The Texas Press Association held its annual conference this weekend in San Marcos. One of the presentations at the seminar was by Craig Garnett, publisher of the Uvalde Leader-News. He has been the publisher in Uvalde for decades. Recently facing the decision to retire, he was unable to do so, because of how much he cares about the community he covers. He couldn’t leave his town in a time of such need.
In a powerfully emotional question and answer session, he spoke about how his team handled the news coverage of the shooting at Robb Elementary School. He explained the decisions they made in the face of such tragedy from the moment the police scanner sounded to the investigation that followed including how they dealt with one of their own reporters losing her daughter in the massacre. Kimberly Rubio was pregnant with her daughter Lexi just after she started working at the Uvalde Leader-News a decade ago. The loss of life of every child is unconscionable, but word of Lexi’s death was devastating to the news team that watched her grow up.
Beyond the tragedy, Garnett also spoke of the impact of the national news descending on his town.
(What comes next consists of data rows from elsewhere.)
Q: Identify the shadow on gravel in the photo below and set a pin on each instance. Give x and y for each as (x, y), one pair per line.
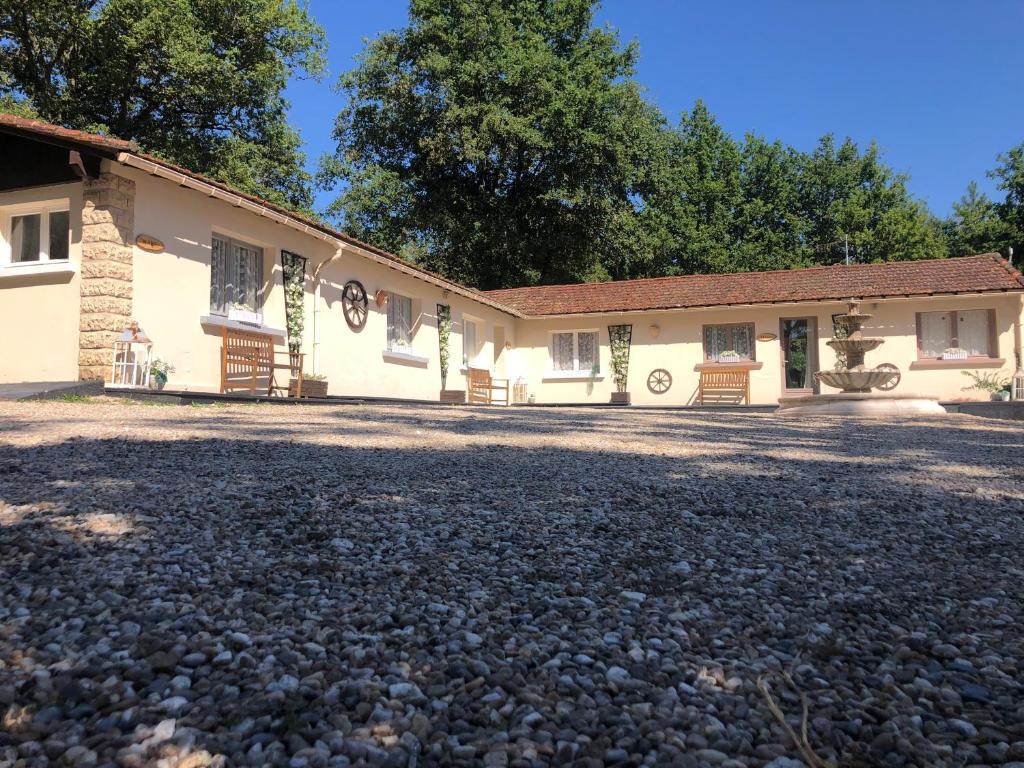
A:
(350, 569)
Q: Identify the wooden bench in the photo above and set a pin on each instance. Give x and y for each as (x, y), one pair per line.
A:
(482, 387)
(247, 355)
(725, 386)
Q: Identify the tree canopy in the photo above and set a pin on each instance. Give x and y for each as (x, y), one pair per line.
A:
(508, 143)
(198, 82)
(500, 143)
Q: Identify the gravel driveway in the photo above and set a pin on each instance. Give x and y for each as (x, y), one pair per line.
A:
(413, 586)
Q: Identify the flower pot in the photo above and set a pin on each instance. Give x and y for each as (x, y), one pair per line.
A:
(310, 388)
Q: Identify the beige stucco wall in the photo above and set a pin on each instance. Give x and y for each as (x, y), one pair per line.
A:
(678, 348)
(172, 294)
(40, 312)
(355, 363)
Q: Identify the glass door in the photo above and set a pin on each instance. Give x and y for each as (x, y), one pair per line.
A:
(799, 337)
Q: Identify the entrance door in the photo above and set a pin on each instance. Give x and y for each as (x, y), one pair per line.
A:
(799, 337)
Much of the discussion reminded me of similar instances the night of the 2015 flood and the coverage in the weeks to follow. I sat in the fire station that night reporting live online what I could at 3 a.m. with my mother, whose home had just washed away, sleeping in my car outside. I didn’t realize quite how national the news coverage would be until a few days later I was getting shooed to the side by NBC’s Lester Holt for an interview with Governor Greg Abbott.